Viola a Lei Natural Estabelecida por Deus: Uma das verdades que se tem por clara e evidentes nas escrituras é que a geração sempre acontece entre criaturas da mesma espécie. Essa verdade é estampada no relato da criação, em que vemos esse fato com uma bênção divina para plantas (1.11), animais (1.23-25), diferente do homem (1.26). Não há nada no relato da criação que aceite a idéia de uma geração mista entre entidades de diferentes espécies. Se um anjo caído tem poder reprodutor, a lei da natureza ainda impediria que o fruto desse relacionamento misto fosse reprodutor, pois assim acontece na natureza hoje, e não temos razões para crer que era diferente nesse aspecto na ocasião. Outro detalhe que deve ser lembrado é que as escrituras não falam sobre seres híbridos. Para se defender desse ponto, alguns alegam que tais anjos possuíram os homens, como vemos acontecer nos evangelhos e por isso a reprodução foi possível. Entretanto, aqui há larga contradição no argumento, pois se apenas seres angélicos são opção suficiente para a existência de gigantes, um homem possuído por uma entidade angélica ainda seria o progenitor biológico, e portanto, não teria qualquer distinção entre ele e um homem não possuído.

Ignora o juízo divino: Os que defendem essa opção precisam responder por que razão o julgamento divino incluiu apenas o homem, os animais e a terra, se os causadores do problema foram seres angélicos. Se a perversão da humanidade alcançou os céus, por que nenhuma menção de juízo, repreensão divina oferecida? Se tais anjos eram malévolos, por que razão Deus não manifestou sua ira contra eles? Essa ausência sugere que seres angelicais não estavam presentes na ocasião.

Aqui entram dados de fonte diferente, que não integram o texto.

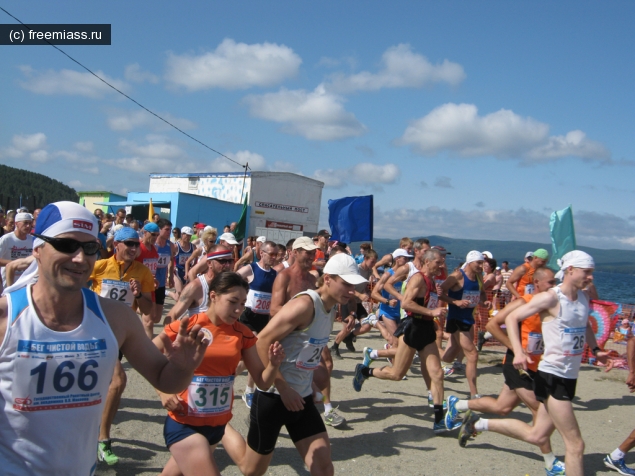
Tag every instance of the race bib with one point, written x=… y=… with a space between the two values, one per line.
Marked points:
x=573 y=340
x=309 y=356
x=473 y=297
x=433 y=302
x=117 y=290
x=535 y=344
x=207 y=396
x=259 y=302
x=57 y=375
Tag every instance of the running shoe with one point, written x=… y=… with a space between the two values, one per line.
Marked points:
x=467 y=430
x=333 y=418
x=248 y=397
x=104 y=452
x=452 y=412
x=618 y=465
x=558 y=469
x=358 y=378
x=367 y=358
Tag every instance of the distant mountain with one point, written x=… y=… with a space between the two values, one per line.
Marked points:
x=611 y=261
x=36 y=189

Ignora a terminologia mosaica em Gênesis: Essa crítica tem três aspectos:

1. O uso do termo “anjo” em Gênesis: Em Gênesis o termo em português “anjo(s)” é visto 15x (32x no Pentateuco) e em todas as ocasiões é a tradução do termo hebraico “mal’ak”. O termo hebraico é usado 17x em Gênesis (34x no Pentateuco) e em duas ocasiões se refere a um mensageiro (32.3, 6). Ou seja, todas as vezes que se quis retratar uma figura angélica em Gênesis (e no Pentateuco), Moisés não usou a expressão filhos de Deus, mas usou o termo hebraico para tal: mal’ak. Ora, se Moisés tem um costume de se referir a seres angélicos com esse termo, por que não o fez em Gn.6?

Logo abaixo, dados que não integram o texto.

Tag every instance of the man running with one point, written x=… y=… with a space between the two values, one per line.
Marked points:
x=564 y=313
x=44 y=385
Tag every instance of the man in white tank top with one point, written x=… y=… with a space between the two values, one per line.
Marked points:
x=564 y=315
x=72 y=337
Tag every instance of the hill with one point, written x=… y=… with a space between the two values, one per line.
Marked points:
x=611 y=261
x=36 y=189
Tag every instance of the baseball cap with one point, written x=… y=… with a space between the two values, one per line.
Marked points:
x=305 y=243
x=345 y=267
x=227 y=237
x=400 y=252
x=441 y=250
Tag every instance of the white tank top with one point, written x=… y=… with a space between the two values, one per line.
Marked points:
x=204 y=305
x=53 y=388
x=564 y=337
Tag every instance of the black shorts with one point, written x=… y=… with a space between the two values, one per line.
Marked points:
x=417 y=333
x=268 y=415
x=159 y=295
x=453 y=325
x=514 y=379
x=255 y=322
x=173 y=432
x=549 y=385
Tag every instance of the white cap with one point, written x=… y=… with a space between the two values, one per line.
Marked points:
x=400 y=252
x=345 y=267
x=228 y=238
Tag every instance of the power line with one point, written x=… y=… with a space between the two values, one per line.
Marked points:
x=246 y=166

2. O uso da expressão “tomaram para si”: A idéia da expressão não é violentaram, forçaram, ou coabitaram com as mulheres, como se esperaria de espíritos malignos. O termo é usado para descrever uniões matrimoniais. Em Gênesis 11.29, vemos um claro exemplo para isso: “Abrão e Naor tomaram para si mulheres; a de Abrão chamava-se Sarai, a de Naor, Milca, filha de Harã, que foi pai de Milca e de Iscá” (cf. Gn.4.19; Jz.21.18; Rt.1.4). A NIV já assumiu o uso do termo e traduziu assim o verso: “e os filhos de Deus viram que as filhas dos homens eram belas e então se casaram com qualquer quer uma que escolhessem”. A questão que fica aqui é: Por que razão os anjos caídos iriam oficializar seus relacionamentos?

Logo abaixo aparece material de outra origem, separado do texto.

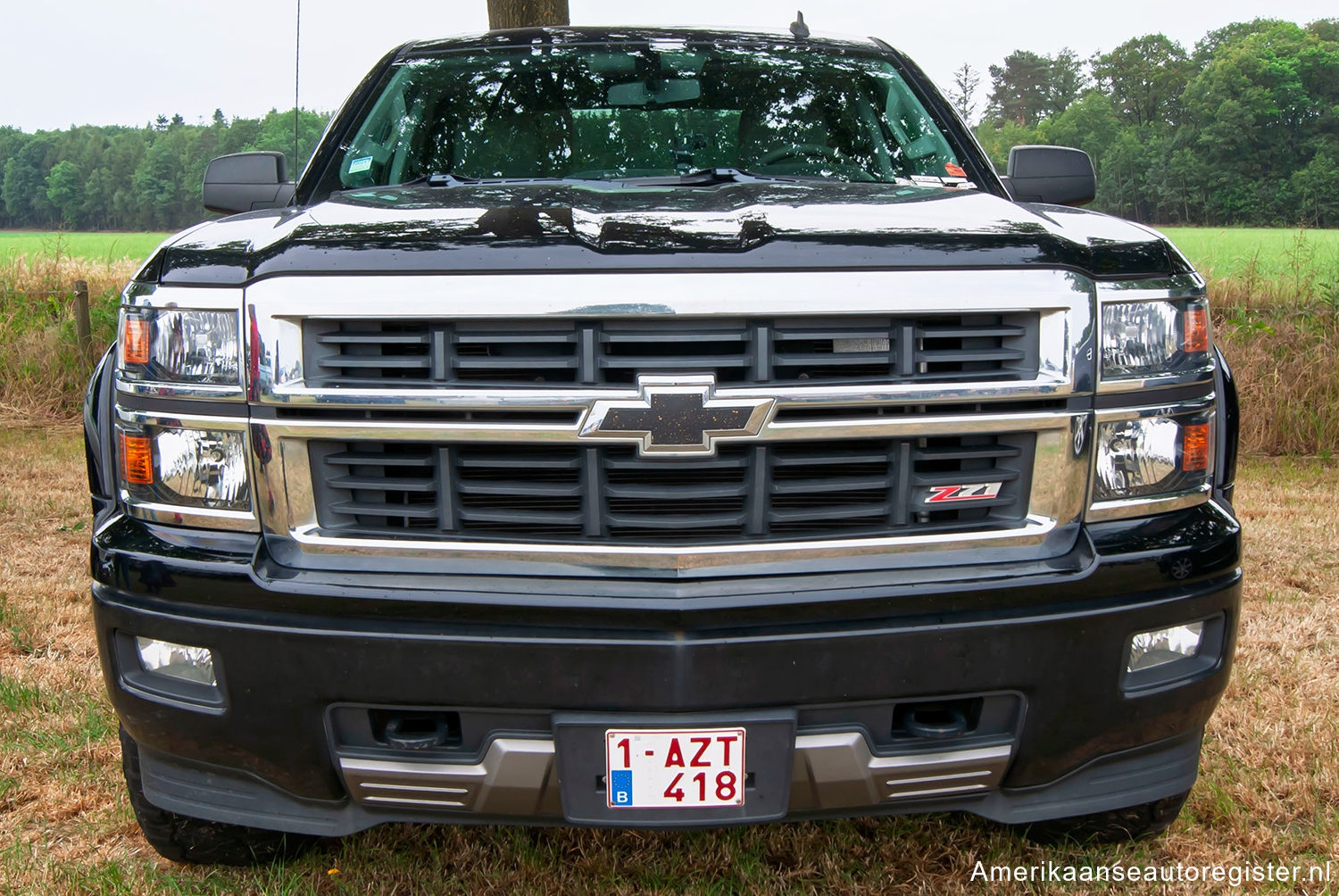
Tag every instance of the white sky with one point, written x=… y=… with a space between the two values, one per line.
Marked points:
x=75 y=62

3. O uso do termo Gigantes: O termo hebraico para gigantes é “nephiyl” e é também usado no Pentateuco em Nm.13.33: “Também vimos ali gigantes (os filhos de Anaque são descendentes de gigantes), e éramos, aos nossos próprios olhos, como gafanhotos e assim também o éramos aos seus olhos”. Se tais seres são resultados de seres angélicos e humanos, temos que considerar que: (a) ou todos não morreram no dilúvio; ou (b) o evento se repetiu. Entretanto, o contexto deixa claro que nem uma coisa nem outra aconteceram. Portanto, é seguro afirmar que esses gigantes não dependem da “genética angélica”.

O suporte neotestamentário é questionável: O uso de passagens neotestamentárias para validar essa opção não é convincente e pode certamente fazer referência a outros eventos. No caso de Jd.6, o texto podemo muito bem estar se referindo a Ez.28, ou Is.14 ao falar da queda de Satanás e dos seres angelicais.

Conforme vimos até aqui, tal opção, embora defendida a muito tempo, incluindo cristãos sérios com as escrituras não parece ser a opção mais aceitável. Vamos considerar a outra opção.

2. Filhos de Deus: Descendentes de Sete

A opção adota pelo autor é certamente favorecida (em sua opinião) em função do contexto maior de Gênesis. A clara distinção entre as gerações de Sete e Caim e seus feitos sugerem que a intenção de Moisés é demonstrar a distinção entre ambas as genealogias. Entretanto, notamos que o capítulo 6 inicia como um acréscimo ao capítulo cinco e não como um prelúdio ao dilúvio. A distinção parece pequena, mas faz grande diferença.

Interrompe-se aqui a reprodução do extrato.